Australian design and development company Soto Group Pty Ltd has partnered with academic and technical institutions to help commercialise new technologies to market.

Urging private companies in the engineering sector to tap a lucrative business potential by becoming more involved with academia and other technical development bodies through ‘applied engineering’. Soto Group Managing Director Mr Frank Soto said that the collaboration should be initiated without waiting for government incentives.

Mr Soto explains that it all comes down to properly analysing one’s own capabilities and identifying ‘value propositions’ for universities and think tanks, followed by affirmative steps and dialogue with the institution. The Soto Group began by taking stock of its core strengths and looking for ways to infuse them into emerging opportunities in an increasingly globalised economy.

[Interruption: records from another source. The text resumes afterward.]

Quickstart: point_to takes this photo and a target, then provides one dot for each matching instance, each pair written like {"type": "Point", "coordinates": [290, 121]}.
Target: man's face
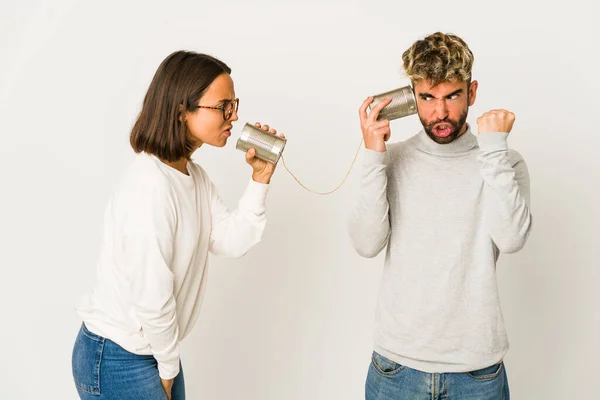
{"type": "Point", "coordinates": [443, 108]}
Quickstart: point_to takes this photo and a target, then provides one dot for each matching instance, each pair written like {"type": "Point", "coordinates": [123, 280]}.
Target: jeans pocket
{"type": "Point", "coordinates": [87, 355]}
{"type": "Point", "coordinates": [384, 365]}
{"type": "Point", "coordinates": [487, 373]}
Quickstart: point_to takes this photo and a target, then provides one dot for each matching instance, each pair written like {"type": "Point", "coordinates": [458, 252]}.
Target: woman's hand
{"type": "Point", "coordinates": [262, 170]}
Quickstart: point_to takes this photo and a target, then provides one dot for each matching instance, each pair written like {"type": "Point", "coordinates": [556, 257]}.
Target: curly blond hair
{"type": "Point", "coordinates": [438, 58]}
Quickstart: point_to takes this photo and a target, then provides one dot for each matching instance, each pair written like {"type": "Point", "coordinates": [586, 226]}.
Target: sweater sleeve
{"type": "Point", "coordinates": [369, 224]}
{"type": "Point", "coordinates": [235, 232]}
{"type": "Point", "coordinates": [506, 192]}
{"type": "Point", "coordinates": [144, 250]}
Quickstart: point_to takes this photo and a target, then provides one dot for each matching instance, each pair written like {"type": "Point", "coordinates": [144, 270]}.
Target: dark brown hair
{"type": "Point", "coordinates": [439, 58]}
{"type": "Point", "coordinates": [180, 81]}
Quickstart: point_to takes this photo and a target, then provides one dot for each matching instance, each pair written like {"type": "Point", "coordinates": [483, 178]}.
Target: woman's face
{"type": "Point", "coordinates": [209, 125]}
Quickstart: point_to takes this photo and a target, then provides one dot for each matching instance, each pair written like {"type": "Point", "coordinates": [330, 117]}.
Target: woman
{"type": "Point", "coordinates": [161, 222]}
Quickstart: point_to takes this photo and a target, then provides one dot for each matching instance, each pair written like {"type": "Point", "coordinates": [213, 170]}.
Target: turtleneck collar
{"type": "Point", "coordinates": [461, 146]}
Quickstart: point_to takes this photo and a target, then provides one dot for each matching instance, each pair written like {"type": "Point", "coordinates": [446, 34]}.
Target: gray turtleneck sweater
{"type": "Point", "coordinates": [445, 212]}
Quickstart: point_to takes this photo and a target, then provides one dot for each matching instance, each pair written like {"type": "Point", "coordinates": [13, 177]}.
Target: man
{"type": "Point", "coordinates": [445, 202]}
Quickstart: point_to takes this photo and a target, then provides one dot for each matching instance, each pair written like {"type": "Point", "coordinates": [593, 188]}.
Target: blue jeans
{"type": "Point", "coordinates": [388, 380]}
{"type": "Point", "coordinates": [103, 370]}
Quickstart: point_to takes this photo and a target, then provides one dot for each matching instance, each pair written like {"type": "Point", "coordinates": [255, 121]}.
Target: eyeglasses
{"type": "Point", "coordinates": [227, 108]}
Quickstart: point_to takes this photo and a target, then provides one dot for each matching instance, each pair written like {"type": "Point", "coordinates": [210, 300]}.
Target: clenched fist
{"type": "Point", "coordinates": [496, 121]}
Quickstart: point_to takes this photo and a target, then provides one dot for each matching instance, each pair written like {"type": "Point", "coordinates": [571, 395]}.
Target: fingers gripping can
{"type": "Point", "coordinates": [403, 103]}
{"type": "Point", "coordinates": [268, 147]}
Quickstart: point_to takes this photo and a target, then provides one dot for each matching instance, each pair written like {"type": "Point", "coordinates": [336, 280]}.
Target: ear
{"type": "Point", "coordinates": [473, 92]}
{"type": "Point", "coordinates": [182, 116]}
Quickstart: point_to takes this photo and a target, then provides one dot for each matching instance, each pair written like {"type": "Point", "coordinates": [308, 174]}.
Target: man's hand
{"type": "Point", "coordinates": [375, 133]}
{"type": "Point", "coordinates": [167, 385]}
{"type": "Point", "coordinates": [496, 121]}
{"type": "Point", "coordinates": [261, 170]}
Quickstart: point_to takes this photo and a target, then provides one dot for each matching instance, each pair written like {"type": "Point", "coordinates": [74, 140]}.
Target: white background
{"type": "Point", "coordinates": [294, 318]}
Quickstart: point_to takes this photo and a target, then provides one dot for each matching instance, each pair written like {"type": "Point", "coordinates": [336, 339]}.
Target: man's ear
{"type": "Point", "coordinates": [473, 92]}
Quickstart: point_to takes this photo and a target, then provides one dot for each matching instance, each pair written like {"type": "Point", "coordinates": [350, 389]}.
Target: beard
{"type": "Point", "coordinates": [451, 128]}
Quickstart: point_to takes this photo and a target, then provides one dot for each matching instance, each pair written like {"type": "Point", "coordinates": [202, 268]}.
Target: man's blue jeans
{"type": "Point", "coordinates": [388, 380]}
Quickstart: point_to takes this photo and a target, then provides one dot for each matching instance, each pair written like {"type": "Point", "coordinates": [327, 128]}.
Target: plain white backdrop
{"type": "Point", "coordinates": [293, 319]}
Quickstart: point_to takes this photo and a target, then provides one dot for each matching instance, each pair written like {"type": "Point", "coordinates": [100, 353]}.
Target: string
{"type": "Point", "coordinates": [331, 191]}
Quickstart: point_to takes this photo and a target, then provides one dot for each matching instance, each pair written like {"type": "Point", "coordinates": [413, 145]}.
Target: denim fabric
{"type": "Point", "coordinates": [103, 370]}
{"type": "Point", "coordinates": [388, 380]}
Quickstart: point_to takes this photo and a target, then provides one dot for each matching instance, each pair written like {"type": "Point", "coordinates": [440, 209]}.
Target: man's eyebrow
{"type": "Point", "coordinates": [425, 94]}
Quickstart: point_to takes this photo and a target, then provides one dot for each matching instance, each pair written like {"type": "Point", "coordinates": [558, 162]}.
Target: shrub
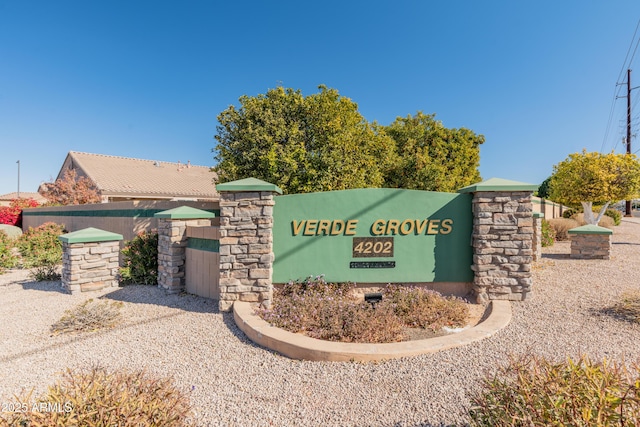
{"type": "Point", "coordinates": [561, 226]}
{"type": "Point", "coordinates": [536, 392]}
{"type": "Point", "coordinates": [97, 397]}
{"type": "Point", "coordinates": [11, 230]}
{"type": "Point", "coordinates": [88, 317]}
{"type": "Point", "coordinates": [45, 273]}
{"type": "Point", "coordinates": [12, 214]}
{"type": "Point", "coordinates": [7, 259]}
{"type": "Point", "coordinates": [40, 246]}
{"type": "Point", "coordinates": [331, 312]}
{"type": "Point", "coordinates": [422, 308]}
{"type": "Point", "coordinates": [548, 234]}
{"type": "Point", "coordinates": [615, 215]}
{"type": "Point", "coordinates": [140, 259]}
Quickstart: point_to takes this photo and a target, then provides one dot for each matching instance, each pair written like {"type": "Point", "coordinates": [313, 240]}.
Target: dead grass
{"type": "Point", "coordinates": [88, 317]}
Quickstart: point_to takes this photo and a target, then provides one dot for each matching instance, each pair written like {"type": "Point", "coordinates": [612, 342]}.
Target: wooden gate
{"type": "Point", "coordinates": [202, 261]}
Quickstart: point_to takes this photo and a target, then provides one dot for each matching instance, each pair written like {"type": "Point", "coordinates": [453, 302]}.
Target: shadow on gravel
{"type": "Point", "coordinates": [151, 294]}
{"type": "Point", "coordinates": [44, 286]}
{"type": "Point", "coordinates": [431, 425]}
{"type": "Point", "coordinates": [556, 256]}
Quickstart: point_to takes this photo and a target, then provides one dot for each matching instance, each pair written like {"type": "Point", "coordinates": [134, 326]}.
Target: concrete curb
{"type": "Point", "coordinates": [298, 346]}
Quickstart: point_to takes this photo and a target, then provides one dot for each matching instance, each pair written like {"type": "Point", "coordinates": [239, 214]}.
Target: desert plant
{"type": "Point", "coordinates": [533, 391]}
{"type": "Point", "coordinates": [40, 246]}
{"type": "Point", "coordinates": [548, 234]}
{"type": "Point", "coordinates": [88, 317]}
{"type": "Point", "coordinates": [98, 397]}
{"type": "Point", "coordinates": [424, 308]}
{"type": "Point", "coordinates": [330, 311]}
{"type": "Point", "coordinates": [561, 226]}
{"type": "Point", "coordinates": [45, 273]}
{"type": "Point", "coordinates": [605, 221]}
{"type": "Point", "coordinates": [615, 215]}
{"type": "Point", "coordinates": [7, 259]}
{"type": "Point", "coordinates": [140, 259]}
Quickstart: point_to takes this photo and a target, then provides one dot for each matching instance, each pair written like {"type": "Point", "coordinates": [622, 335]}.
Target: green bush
{"type": "Point", "coordinates": [45, 273]}
{"type": "Point", "coordinates": [98, 397]}
{"type": "Point", "coordinates": [536, 392]}
{"type": "Point", "coordinates": [615, 214]}
{"type": "Point", "coordinates": [7, 259]}
{"type": "Point", "coordinates": [140, 258]}
{"type": "Point", "coordinates": [40, 246]}
{"type": "Point", "coordinates": [548, 234]}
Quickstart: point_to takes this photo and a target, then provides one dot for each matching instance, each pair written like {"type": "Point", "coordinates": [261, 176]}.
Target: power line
{"type": "Point", "coordinates": [618, 87]}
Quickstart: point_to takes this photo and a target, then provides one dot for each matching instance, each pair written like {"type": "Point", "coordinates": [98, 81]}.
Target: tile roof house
{"type": "Point", "coordinates": [5, 199]}
{"type": "Point", "coordinates": [121, 178]}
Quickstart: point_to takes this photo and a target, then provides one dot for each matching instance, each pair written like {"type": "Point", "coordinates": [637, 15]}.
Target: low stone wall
{"type": "Point", "coordinates": [590, 242]}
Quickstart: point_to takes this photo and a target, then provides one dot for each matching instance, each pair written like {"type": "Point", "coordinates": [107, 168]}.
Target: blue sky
{"type": "Point", "coordinates": [147, 79]}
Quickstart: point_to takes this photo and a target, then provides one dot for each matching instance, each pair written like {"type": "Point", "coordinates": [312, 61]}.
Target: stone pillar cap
{"type": "Point", "coordinates": [184, 212]}
{"type": "Point", "coordinates": [248, 184]}
{"type": "Point", "coordinates": [89, 235]}
{"type": "Point", "coordinates": [498, 184]}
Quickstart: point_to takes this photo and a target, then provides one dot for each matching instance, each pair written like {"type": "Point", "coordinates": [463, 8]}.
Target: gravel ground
{"type": "Point", "coordinates": [233, 382]}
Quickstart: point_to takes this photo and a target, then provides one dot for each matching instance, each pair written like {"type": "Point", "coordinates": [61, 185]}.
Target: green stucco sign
{"type": "Point", "coordinates": [373, 235]}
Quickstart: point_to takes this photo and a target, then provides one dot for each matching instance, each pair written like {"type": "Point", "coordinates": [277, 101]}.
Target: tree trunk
{"type": "Point", "coordinates": [588, 213]}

One way was through collaboration with academic institutions; for instance, Soto Group does ‘return engineering’ for UniNSW, where the company provides extensive engineering input to the university’s research studies and concepts, with thorough theoretical testing and analysis in the digital simulation environment. This is being done across many industries including mining, manufacturing, renewable energy and agriculture.

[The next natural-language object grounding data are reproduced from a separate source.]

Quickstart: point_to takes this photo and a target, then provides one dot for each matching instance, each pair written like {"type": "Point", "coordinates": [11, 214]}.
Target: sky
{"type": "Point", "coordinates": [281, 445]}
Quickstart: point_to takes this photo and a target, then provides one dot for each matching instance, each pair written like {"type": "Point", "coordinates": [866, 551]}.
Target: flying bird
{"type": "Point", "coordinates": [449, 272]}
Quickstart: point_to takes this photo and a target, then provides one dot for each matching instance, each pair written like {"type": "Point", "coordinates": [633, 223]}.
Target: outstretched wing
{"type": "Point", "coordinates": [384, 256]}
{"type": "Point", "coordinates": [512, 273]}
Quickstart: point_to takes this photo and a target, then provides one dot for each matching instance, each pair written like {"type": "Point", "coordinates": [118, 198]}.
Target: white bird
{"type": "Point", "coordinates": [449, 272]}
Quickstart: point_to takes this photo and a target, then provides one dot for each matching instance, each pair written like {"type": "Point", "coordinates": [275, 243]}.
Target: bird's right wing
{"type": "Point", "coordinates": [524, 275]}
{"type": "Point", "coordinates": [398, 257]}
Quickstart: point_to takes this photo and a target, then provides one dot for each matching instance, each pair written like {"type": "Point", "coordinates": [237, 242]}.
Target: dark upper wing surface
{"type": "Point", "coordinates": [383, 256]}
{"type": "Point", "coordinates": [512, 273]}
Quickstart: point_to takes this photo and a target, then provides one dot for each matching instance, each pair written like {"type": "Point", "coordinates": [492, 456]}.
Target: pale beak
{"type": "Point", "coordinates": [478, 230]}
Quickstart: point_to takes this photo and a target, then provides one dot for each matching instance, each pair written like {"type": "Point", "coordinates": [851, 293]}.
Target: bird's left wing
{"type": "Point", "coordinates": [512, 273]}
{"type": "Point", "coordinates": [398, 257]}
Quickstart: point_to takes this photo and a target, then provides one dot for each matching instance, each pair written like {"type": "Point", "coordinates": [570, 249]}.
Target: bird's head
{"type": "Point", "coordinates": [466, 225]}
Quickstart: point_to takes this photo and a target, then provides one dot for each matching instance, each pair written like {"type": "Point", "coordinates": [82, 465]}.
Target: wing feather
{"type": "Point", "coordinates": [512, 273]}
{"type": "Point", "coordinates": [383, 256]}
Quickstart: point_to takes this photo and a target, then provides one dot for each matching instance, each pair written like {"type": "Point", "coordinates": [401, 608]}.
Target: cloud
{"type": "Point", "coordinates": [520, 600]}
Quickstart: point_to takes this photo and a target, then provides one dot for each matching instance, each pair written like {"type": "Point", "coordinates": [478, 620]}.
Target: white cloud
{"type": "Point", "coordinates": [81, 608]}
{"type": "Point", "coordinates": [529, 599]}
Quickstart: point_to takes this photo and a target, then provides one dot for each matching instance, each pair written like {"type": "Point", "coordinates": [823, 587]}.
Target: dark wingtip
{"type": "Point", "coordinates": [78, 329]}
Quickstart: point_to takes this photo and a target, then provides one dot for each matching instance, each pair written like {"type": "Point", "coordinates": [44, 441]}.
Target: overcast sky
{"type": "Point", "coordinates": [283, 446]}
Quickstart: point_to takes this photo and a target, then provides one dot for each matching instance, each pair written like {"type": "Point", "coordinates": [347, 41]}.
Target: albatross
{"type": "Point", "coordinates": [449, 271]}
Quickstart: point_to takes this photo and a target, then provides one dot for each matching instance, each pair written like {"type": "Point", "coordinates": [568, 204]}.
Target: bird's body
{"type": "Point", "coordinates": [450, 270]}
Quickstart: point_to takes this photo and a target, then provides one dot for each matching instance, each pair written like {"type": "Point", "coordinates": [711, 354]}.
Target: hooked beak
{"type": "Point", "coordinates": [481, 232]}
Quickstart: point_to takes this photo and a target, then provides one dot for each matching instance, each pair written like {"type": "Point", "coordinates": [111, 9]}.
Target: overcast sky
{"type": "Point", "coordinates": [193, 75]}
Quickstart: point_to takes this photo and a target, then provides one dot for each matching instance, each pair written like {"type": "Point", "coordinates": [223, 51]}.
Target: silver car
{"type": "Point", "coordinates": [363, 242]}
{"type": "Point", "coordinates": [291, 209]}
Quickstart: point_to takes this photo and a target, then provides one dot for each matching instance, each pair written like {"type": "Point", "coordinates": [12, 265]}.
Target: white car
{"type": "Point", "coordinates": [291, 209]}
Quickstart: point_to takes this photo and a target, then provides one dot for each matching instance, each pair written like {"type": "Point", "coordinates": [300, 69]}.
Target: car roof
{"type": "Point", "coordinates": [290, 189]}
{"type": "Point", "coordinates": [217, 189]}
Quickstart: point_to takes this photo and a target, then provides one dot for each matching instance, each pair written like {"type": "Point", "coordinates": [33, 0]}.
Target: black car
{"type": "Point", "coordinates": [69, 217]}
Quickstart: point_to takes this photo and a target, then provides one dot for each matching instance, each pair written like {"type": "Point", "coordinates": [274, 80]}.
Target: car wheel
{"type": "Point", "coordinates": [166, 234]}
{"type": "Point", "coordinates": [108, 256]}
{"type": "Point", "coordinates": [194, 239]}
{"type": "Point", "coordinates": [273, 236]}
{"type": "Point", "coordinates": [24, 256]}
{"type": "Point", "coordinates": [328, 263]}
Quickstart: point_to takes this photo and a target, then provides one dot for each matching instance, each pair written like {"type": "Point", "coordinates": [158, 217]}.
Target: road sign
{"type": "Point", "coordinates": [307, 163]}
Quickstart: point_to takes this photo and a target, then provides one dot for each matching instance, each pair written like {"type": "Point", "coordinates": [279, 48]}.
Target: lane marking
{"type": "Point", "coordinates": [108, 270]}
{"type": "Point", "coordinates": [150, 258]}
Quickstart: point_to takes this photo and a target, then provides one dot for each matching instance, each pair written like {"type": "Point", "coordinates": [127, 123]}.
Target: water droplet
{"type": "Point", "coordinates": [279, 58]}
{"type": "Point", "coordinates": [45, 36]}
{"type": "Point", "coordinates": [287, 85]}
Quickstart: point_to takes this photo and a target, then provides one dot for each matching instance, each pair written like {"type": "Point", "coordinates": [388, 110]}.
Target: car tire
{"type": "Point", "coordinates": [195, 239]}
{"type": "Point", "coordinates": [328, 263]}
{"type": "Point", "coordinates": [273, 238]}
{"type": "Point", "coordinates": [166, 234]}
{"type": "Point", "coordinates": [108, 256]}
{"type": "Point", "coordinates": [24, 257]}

While the Soto Group supports the local industry through the efforts of the i3Net Group in the Illawarra region, the organisation’s focus remains nationwide as they increase their collaboration through the tertiary education channels while also discovering good engineers to enhance their own growth.

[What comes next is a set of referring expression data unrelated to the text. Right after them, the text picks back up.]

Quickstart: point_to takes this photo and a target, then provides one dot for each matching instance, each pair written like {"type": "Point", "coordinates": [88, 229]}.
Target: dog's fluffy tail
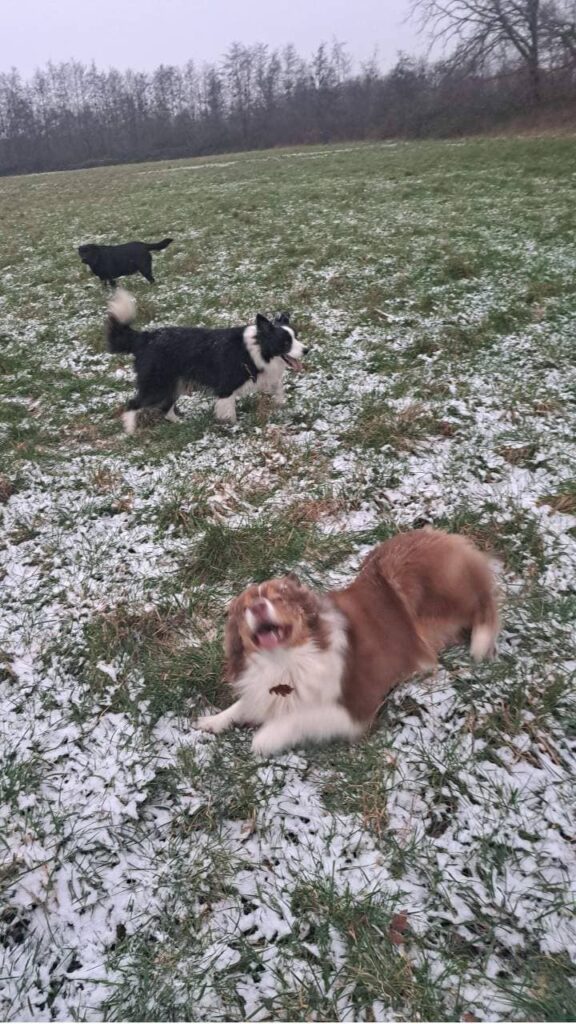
{"type": "Point", "coordinates": [121, 312]}
{"type": "Point", "coordinates": [486, 621]}
{"type": "Point", "coordinates": [156, 246]}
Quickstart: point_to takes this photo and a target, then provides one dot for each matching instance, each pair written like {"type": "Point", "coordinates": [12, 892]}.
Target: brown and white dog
{"type": "Point", "coordinates": [309, 667]}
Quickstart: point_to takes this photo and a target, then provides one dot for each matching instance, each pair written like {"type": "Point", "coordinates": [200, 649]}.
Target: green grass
{"type": "Point", "coordinates": [150, 871]}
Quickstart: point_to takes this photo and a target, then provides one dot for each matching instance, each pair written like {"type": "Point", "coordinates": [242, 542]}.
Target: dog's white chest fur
{"type": "Point", "coordinates": [311, 711]}
{"type": "Point", "coordinates": [315, 677]}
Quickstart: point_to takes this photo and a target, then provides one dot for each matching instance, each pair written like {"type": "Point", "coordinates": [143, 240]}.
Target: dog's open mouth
{"type": "Point", "coordinates": [270, 635]}
{"type": "Point", "coordinates": [293, 364]}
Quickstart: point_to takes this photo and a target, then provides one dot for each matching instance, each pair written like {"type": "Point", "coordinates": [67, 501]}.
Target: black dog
{"type": "Point", "coordinates": [110, 262]}
{"type": "Point", "coordinates": [230, 363]}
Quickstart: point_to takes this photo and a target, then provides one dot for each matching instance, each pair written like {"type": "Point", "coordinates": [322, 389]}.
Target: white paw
{"type": "Point", "coordinates": [268, 740]}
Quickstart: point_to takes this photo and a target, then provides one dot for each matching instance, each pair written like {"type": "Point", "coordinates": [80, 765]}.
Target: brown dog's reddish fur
{"type": "Point", "coordinates": [414, 595]}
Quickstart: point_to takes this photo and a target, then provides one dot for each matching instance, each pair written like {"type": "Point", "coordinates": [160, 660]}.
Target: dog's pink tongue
{"type": "Point", "coordinates": [269, 640]}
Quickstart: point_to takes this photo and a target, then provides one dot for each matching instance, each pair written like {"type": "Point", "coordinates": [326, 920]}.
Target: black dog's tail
{"type": "Point", "coordinates": [156, 246]}
{"type": "Point", "coordinates": [121, 312]}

According to Mr Soto, the company has proactively developed relationships with tertiary education bodies as well as quasi-government agencies by offering suitable value propositions.

Soto’s timing is impeccable with a recent report by the highly respected Engineers Australia expressing concern over Australia’s limited level of innovation, and stating that the rate of growth in labour-constrained economies will ultimately fall to zero in the absence of sustained innovation.

The report also notes that ‘innovation can drive productivity improvement across all industrial sectors. Many industries essential to the economic growth of the country such as construction, mining, telecommunications and manufacturing require significant engineering’.

One can therefore deduce that focussed attention on engineered innovation in industries is the best way to increase productivity and contribute to the economic prosperity of the nation.

A recent Department of Innovation, Industry, Science and Research Report titled ‘Strengthening Links between Industry and Public Sector Research Organisations’ made the following, powerful recommendation:

‘That mechanisms be put in place to capture the benefits of research and to direct research to problems of national importance including the support of those industries providing employment to Australians, especially emergent industries that will generate the next wave of employment.’

Mr Soto reiterates that having a ‘value proposition’ to give to a university such as UoW or UNSW and any other tertiary body or think tank is a major advantage.